Director Cooke is a rather colorful character in his own right. While a teenager, he bounced around the country working as an actor and a musician before forging a lucrative career making and selling fake Ids. 

In 1996, he returned to college and picked up a BA in filmmaking (magna cum laude, no less) and three years later, he raised $7 million to build the Internet's "first and only patented broadband search engine." In 2005, Cooke penned the screenplay for the hit film The Falcon and the Snowman with Sean Penn and Timothy Hutton. 

It was reading Howard Zinn's A People's History of the United States that redirected Cooke's sense of what film could – and should -- do. He became interested in "telling the story from the people's perspective." That's the genius of How to Make Money: it takes time to listen to the real people behind the term "perps." And what could be more radical than daring to humanize "criminals"? 

"I think we're lead to believe we're a nation of two types: criminals and citizens," Cooke says but, in fact, "if we are divided about anything it's by two conversations – the truth Americans speak on the streets and the conversation between our commercial news and Washington elites." This idea of an "alien" Criminal Class is "blasted across our media – drowning the rest of us out." 

Washington and Big Media fail to focus on the fundamentals: The US is the world's biggest consumer of cocaine (40% of annual consumption). Pot is the country's most profitable crop ($36 billion a year). Since 1981, the federal drug-busting budget has expanded more than 16-fold to $25 billion a year. During that time period, police SWAT drug raids have ballooned from 3,000 to 50,000 a year. America boasts 5 percent of the world's population and 25 percent of the world's jail inmates. Over this time period, the number of prisoners held for drug offenses has increase from ten percent to 25 percent of the prison population – and the majority are Latino and African-American. 

Final bit of contextual information: According to the Centers for Disease Control, the country's deadliest drugs are perfectly legal – alcohol kills around 47,000 Americans every year while cigarettes account for more deaths than all homicides, drug overdoses, car accidents and AIDs combined. The corporate "pushers" not only remain free, they enjoy lavish operating subsidies from Washington. 

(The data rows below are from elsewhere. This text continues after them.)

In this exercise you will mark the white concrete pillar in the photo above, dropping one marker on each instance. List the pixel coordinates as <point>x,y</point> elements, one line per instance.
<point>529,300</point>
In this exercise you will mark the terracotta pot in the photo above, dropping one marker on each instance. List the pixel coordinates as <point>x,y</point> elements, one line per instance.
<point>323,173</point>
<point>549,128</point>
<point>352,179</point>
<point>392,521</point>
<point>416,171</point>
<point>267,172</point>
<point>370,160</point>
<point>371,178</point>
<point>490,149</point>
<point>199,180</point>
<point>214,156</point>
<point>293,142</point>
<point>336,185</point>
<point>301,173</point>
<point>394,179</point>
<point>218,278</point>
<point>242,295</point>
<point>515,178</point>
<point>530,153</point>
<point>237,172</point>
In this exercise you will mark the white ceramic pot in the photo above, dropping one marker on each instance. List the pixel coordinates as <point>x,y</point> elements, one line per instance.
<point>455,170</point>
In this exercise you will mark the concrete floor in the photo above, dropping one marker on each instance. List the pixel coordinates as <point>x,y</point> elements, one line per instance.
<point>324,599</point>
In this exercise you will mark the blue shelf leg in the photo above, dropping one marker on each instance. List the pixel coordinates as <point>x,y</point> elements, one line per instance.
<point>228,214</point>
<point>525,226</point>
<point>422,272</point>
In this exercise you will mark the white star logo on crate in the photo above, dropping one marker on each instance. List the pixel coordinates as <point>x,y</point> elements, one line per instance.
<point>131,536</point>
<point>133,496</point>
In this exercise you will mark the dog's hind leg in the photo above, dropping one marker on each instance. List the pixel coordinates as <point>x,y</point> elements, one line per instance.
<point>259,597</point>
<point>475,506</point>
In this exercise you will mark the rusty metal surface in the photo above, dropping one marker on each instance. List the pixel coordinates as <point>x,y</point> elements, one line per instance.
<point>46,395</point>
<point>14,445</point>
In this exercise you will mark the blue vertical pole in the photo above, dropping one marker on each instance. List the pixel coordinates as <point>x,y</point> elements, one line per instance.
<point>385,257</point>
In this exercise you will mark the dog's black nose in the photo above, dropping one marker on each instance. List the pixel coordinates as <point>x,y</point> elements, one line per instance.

Out in the poorest expanses of our country the drug black market offers one of the few accessible paths out of poverty.  

"This is not a war on drugs," Cooke argues, "It is a war on people, waged particularly against minorities and the poor. US drug policy costs the lives of users, dealers, law enforcers and the innocent." And, in the process, it enriches the powerful nexus of corporations and billionaires who profit from the continued expansion of the Prison-Industrial Complex – which feeds on "criminals" with the same ferocity the Military-Industrial Complex consumes "soldiers." 

As Cooke puts it: "My intention with this film is to empower the conversation we've been having on the streets. And to embolden viewers to challenge an issue that has long been taboo politically. In the wise words of Dr. Martin Luther King, Jr., 'Either we go up together or we go down together. Let us develop a kind of dangerous unselfishness.' That would be a dream come true."